According to her, the electric transformer developed problems and went off, and was out of function like almost eight months before they took it for repair and later brought back the transformer, after series of complaints and pressure,” she noted.
She also said the transformer blew up again and again, and could no longer function or be useful to the hospital anymore till date.
However, the nurses’ spokesperson said they have no knowledge of such problems in any of their sister facilities in other parts of the state within the metropolis.

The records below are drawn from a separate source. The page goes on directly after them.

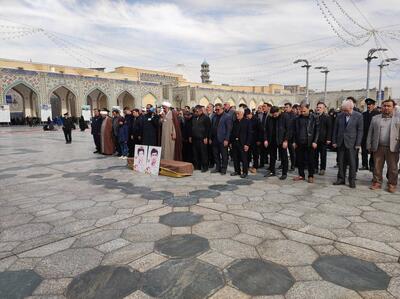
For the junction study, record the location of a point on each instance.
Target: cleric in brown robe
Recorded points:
(106, 138)
(171, 136)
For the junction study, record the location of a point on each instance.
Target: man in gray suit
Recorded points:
(347, 137)
(384, 142)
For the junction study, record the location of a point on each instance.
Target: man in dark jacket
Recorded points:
(324, 137)
(367, 118)
(221, 128)
(241, 141)
(347, 137)
(292, 114)
(96, 130)
(305, 138)
(276, 137)
(150, 127)
(201, 125)
(186, 128)
(68, 125)
(257, 138)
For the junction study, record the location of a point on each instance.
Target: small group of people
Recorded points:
(209, 136)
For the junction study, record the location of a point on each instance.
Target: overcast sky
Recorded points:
(250, 42)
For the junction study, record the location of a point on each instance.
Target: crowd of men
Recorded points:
(294, 134)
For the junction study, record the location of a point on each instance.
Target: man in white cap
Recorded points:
(171, 138)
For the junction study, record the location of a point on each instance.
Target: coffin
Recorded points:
(176, 168)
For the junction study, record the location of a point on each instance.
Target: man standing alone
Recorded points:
(347, 137)
(384, 142)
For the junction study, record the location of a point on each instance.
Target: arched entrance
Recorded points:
(149, 99)
(23, 101)
(218, 100)
(252, 105)
(62, 100)
(97, 99)
(126, 99)
(204, 101)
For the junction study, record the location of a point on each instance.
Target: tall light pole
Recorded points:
(307, 66)
(324, 71)
(369, 58)
(384, 63)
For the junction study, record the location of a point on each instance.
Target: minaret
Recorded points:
(205, 73)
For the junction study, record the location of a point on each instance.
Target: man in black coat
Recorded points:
(367, 118)
(150, 126)
(240, 141)
(96, 130)
(68, 125)
(347, 137)
(186, 129)
(201, 125)
(305, 138)
(276, 137)
(324, 137)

Accordingly, she also lamented that the light is the one that gives them water in the hospital because they use borehole, saying, “Imagining when people come for deliveries, admissions, in blood transmission, emergency in the hospital?
“All the nursing services we render most times we use our phones, rechargeables, which do not last. Imagine when you attend to patients and you have no water to wash your hands.
“It’s unethical that from hospital you go and touch other people without washing your hands. It’s against our ethnic. We suppose to observe universal profession declaration; washing of hands is very key,” she said.
On what happens to the hospital morgue (or mortuary), she explained that, even though, it has been managed privately, it sometimes goes stinky – sort of kind of polluting the facilities.
All efforts to see the Chief Medical Director failed, as he was absent at the time our reporter visited.
Another contact attempt was made through the Chief Press Secretary to Governor Uba Sani, Mohammed Lawal Shehu, but even he could not respond at press time.